Sollte das am Ende auch tatsächlich in der breiten Masse gut funktionieren, beantwortet es aber noch nicht
die Frage, wie gut die Hardware von Fairphone 5,
Samsung Galaxy S24 und Google Pixel 8 im Jahr 2030 beziehungsweise 2031
mit aktueller Software zurechtkommt. Das bleibt schlicht bis dahin abzuwarten.
Denn der Austausch eines Akkus, eines USB-C-Steckers oder eines
Displays sorgt noch nicht für schnellere CPU-Performance. Abgespeckte Versionsupdates für Modelle mit schwächerer Hardware, wie es bei Android One gegeben ist, könnten die Lösung sein. Das funktioniert aber nur, wenn Nutzer keinen großen Wert auf neue Software-Features legen, sondern einfach nur ein stabil laufendes Smartphone benötigen.
Pixel 8 Pro (l.) und Galaxy S24 Ultra (vorne) sollen sieben Jahre Software-Updates erhalten. OnePlus (OnePlus 12, M.) mag das nicht
Fotos: teltarif.de/OnePlus, Montage: teltarif.de
Nachhaltig heißt: Weniger ist mehr
Sieben Jahre Software-Support von vornherein zu versprechen, ist grundsätzlich gut, wenn Smartphones aufgrund veralteter Firmware weniger häufig ausgetauscht werden müssen. Der Nutzer hätte es mit einem langen Software-Support so selbst in der Hand, wann er sich ein neues Handy kauft und nicht, weil er aufgrund von Sicherheitsmängeln in alter Software gezwungen ist, zu einem neuen Gerät zu greifen. Das widerspricht aber eigentlich dem Grundgedanken eines Unternehmens, Gewinn zu erwirtschaften. Und die Realität zeigt, dass viele Hersteller jedes Jahr neue Geräte auf den Markt bringen. Es ist nicht nachhaltig, wenn sich ein Gerät oftmals nur geringfügig von dem Vorgänger unterscheidet. Nachhaltiger wäre es doch, wenn die Hersteller nur dann neue Modelle auf den Markt bringen würden, wenn die Upgrades auch deutlich spürbar sind. Mehr dazu lesen Sie auch im Editorial: Wann kommt das nächste große Ding?
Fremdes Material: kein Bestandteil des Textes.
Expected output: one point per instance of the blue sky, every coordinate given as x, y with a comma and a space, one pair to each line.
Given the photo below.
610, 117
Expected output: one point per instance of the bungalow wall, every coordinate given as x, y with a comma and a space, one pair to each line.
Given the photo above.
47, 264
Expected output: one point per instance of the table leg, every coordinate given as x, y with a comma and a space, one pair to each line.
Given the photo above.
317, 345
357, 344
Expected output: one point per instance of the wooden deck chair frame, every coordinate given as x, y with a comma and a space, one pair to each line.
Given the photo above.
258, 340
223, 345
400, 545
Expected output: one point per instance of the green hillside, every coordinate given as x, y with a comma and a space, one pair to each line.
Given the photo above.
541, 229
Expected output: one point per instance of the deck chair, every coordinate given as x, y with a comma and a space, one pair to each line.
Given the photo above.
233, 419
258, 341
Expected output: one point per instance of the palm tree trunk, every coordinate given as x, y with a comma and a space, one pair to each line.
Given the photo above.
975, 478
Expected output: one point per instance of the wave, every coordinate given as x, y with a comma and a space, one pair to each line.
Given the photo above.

Dann wäre die Aufgabe, bestehende Geräte mit wichtiger Software zeitnah zu versorgen, Ersatzteile erschwinglich zu machen und Reparaturen unkompliziert zu gestalten. Denn das schafft Sicherheit und Vertrauen. Und muss doch ein neues Smartphone her, ist der Nutzer eher dazu geneigt, das Nachfolge-Modell auch beim gleichen Hersteller zu kaufen. Das alte Modell mit seinen kostbaren Komponenten sollte dann aber nicht in der Schublade versauern, sondern über Recycling-Programme wieder in den Verwertungskreislauf geschleust werden.